Day Four was my last day, and began with an interview which rapidly shifted from being question and answer to an excellent and interesting chat about pretty much everything, including if not especially the genius of Roger Zelazny.  By the time we wound down, it was time to go to the centre of town and do my hour’s worth of knattering with Kaisa Kier, one of the organisers and moving forces of the entire event.  At some point in the coming months, you can probably find the whole thing online, if you’re interested.  I’m not a huge fan of writers just talking about their own books – everyone writes in different ways, finds their ideas in different places and that’s fine and groovy, but I sorta feel there’s more interesting things to be poked at about how ideas are constructed and people and words and shit, which god bless her, Kaisa was all over like a rash.  Another one of those cases where I kinda felt grateful to people making me sound more clever with their words than I think I am.  (I feel the same way about Peter Kenny’s readings of all the Claire North books – definitely makes them sound better out loud than I think they are on the page.)
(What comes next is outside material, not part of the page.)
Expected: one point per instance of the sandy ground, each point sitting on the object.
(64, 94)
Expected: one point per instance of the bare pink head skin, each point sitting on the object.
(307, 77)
From the event it was a mad dash to the airport, having this time cunningly been to the toilet in advance, and as I sat in Helsinki airport I reflected on a) how much more pleasant it was than Heathrow and b) how sad it was that this was technically my first time ever in Finland, and I still hadn’t seen any reindeer.

I guess maybe travel doesn’t always erase these cultural cliches after all.

At home, I was asked what Estonia was like.  And I guess the answer is, as always, in two parts…

Of course, it’s not like home.  The language, the manners, the landscape, the history and how it shaped the present, the architecture, the ways in which culture is expressed – inevitably it has its own unique and beautiful identity.

And of course it’s just like anywhere in the world.  This isn’t merely because of globalism, which has absolutely done its thing in Estonian – all the ipads, the shops, the Euro, the government, the relationship between society and commerce.  Sure, yes, whatever.  But also it’s just like anywhere in the world because if Headread showed anything, it’s that books and words translate across all cultures, and people and people who can be bought together and speak both common linguistics, but also a common human language of thought and feeling, that transcends national boundaries.

These two things – individual identity and shared humanity – are not incompatible.  Having a cultural or national identity does not need to be defined by a negative, or reject the identities of others.  And more than anything, I think I will associate Tallinn with this thought, and praise the organisers of the festival for celebrating, not merely words, but the power of words to transcend any barrier.